Nearshore und Offshore versprechen beide eine niedrigere Rechnung als eine deutsche Agentur, kommen aber auf sehr unterschiedlichen Wegen dorthin. Der Unterschied entscheidet, wie viel Sie wirklich sparen, wie schnell Sie liefern und wie viel Arbeit am Ende auf Ihrem eigenen Schreibtisch landet. Hier ist ein nüchterner Vergleich als Entscheidungshilfe.

Onshore, Nearshore, Offshore: was die Begriffe bedeuten

Alle drei Begriffe beschreiben dieselbe Variable: wie weit Ihr Entwicklungsteam von Ihnen entfernt sitzt, räumlich und in der Zeitzone. Das Etikett zählt weniger als das, was diese Distanz mit Ihren Kosten, Ihrer Kommunikation und Ihrer Kontrolle über die Arbeit macht.

In der Praxis ist jedes Modell ein Punkt auf einem Spektrum, und Nearshore bedeutet immer nur etwas relativ zu Ihrem Standort. Für einen Auftraggeber in Deutschland ist ein Team in Albanien Nearshore, ein Team in Südasien oder Lateinamerika Offshore. Die folgenden Definitionen sind der nützliche Ausgangspunkt.

  • Onshore. Ein Team im eigenen Land. Höchste Einfachheit im Alltag und rechtlich am unkompliziertesten, aber auch die höchsten Sätze. In Deutschland liegt seriöse Entwicklung grob bei 80 bis 180 EUR pro Stunde, plus Agentur-Overhead obendrauf.
  • Nearshore. Ein Team in einem nahen Land, meist innerhalb von ein bis zwei Stunden Ihrer Zeitzone. Sie behalten Zusammenarbeit in Echtzeit und kulturelle Nähe und zahlen spürbar weniger. Für Auftraggeber in der EU heißt das Partner im selben Arbeitstag bei GMT+1.
  • Offshore. Ein Team viele Zeitzonen entfernt. Niedrigster Nominalsatz und die größten Lücken bei Zeit, Sprache und Arbeitskultur. Auf dem Papier ist die Ersparnis real, ob sie den Kontakt mit einem echten Projekt überlebt, ist die eigentliche Frage.

Der Vergleich entlang der Achsen, die zählen

Der Stundensatz auf dem Deckblatt ist die am leichtesten vergleichbare Zahl und für sich genommen die am wenigsten aussagekräftige. Die wahren Kosten eines Projekts entstehen aus allem, was hinter diesem Satz steckt: wie viel Ihrer Zeit in die Steuerung fließt, wie viel nachgebessert wird und wie lange Sie zwischen einer Frage und ihrer Antwort warten.
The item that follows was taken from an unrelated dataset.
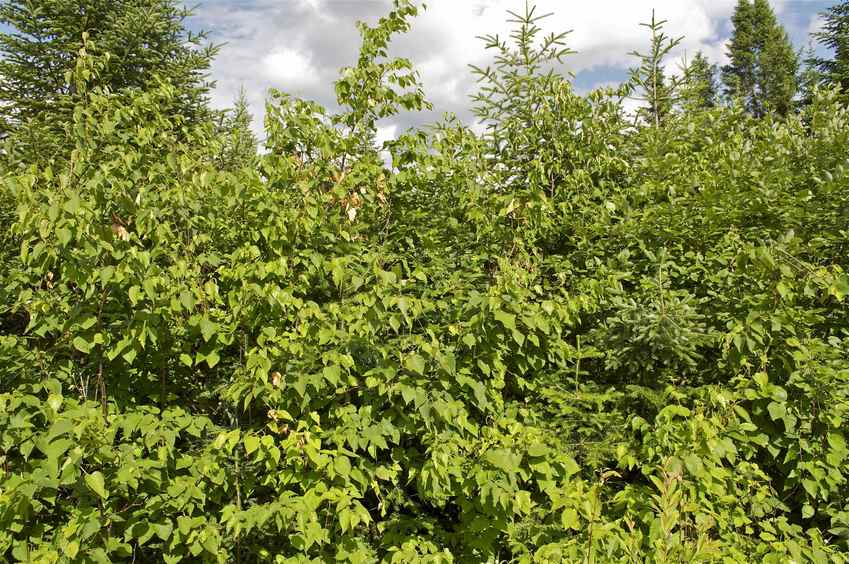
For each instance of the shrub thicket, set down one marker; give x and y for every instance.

Entlang der Achsen, die ein Projekt tatsächlich entscheiden, ordnen sich die drei Modelle recht vorhersehbar an. Nutzen Sie die Satz-Angaben unten als Kontext, nicht als Urteil.

Onshore, deutsche Agentur ca. 80-180 EUR / Stunde
Nearshore, EU 30-50% unter deutschen Raten
Offshore, ferne Zeitzone Niedrigster Satz, höchste Koordination
  • Kosten. Offshore gewinnt beim Nominalsatz. Nearshore landet 30 bis 50% unter deutschen Agenturraten und behält den Großteil des Komforts von Onshore. Onshore ist am teuersten, noch bevor die Ebenen für Account-Management dazukommen.
  • Zeitzonen-Überlappung. Nearshore in die EU gibt Ihnen einen vollen gemeinsamen Arbeitstag bei GMT+1. Offshore lässt oft nur ein bis zwei Stunden Überlappung, oder keine, sodass jeder Austausch einen Tag kostet und aus einem Zwei-Tage-Bug still ein Zwei-Wochen-Bug wird.
  • Kommunikation und Sprache. Nahe Zeitzonen und eine gemeinsame Geschäftskultur bedeuten weniger Missverständnisse. Distanz verstärkt jede Unschärfe im Konzept, und Sprachlücken werden schnell zu Umfangslücken, die Sie erst bei der Übergabe bemerken.
  • Qualität und Seniorität. Das hängt an den Menschen, nicht an der Postleitzahl. Aber ein Senior-Team, mit dem Sie täglich sprechen, lässt sich viel leichter auf einen Standard verpflichten als ein anonymes, das Sie einmal briefen. Billige Stunden verbergen oft dünne Tests und undokumentierten Code, den Sie später erben.
  • IP und Eigentum. Innerhalb der EU sind Eigentum und Durchsetzung unkompliziert. Über ferne Rechtsordnungen hinweg ist es schwerer durchzusetzen, als es der Vertrag aussehen lässt, Ihren Code, Ihre Konten und Ihr geistiges Eigentum sauber übertragen zu bekommen.
  • DSGVO und Datenschutz. Personenbezogene Daten und Hosting in der EU zu halten belässt Sie in einem einzigen Rechtsrahmen. Daten an ein fernes Offshore-Team zu senden löst Übermittlungsregeln und zusätzliche Schutzmaßnahmen aus, die Sie jedes Mal korrekt umsetzen müssen.
  • Management-Overhead. Der versteckte Posten. Offshore verlagert Kosten von der Rechnung in Ihren Kalender: mehr Spezifikation, mehr Review, mehr Koordination. Nearshore hält diesen Overhead gering, weil Sie schlicht zur selben Zeit zusammenarbeiten.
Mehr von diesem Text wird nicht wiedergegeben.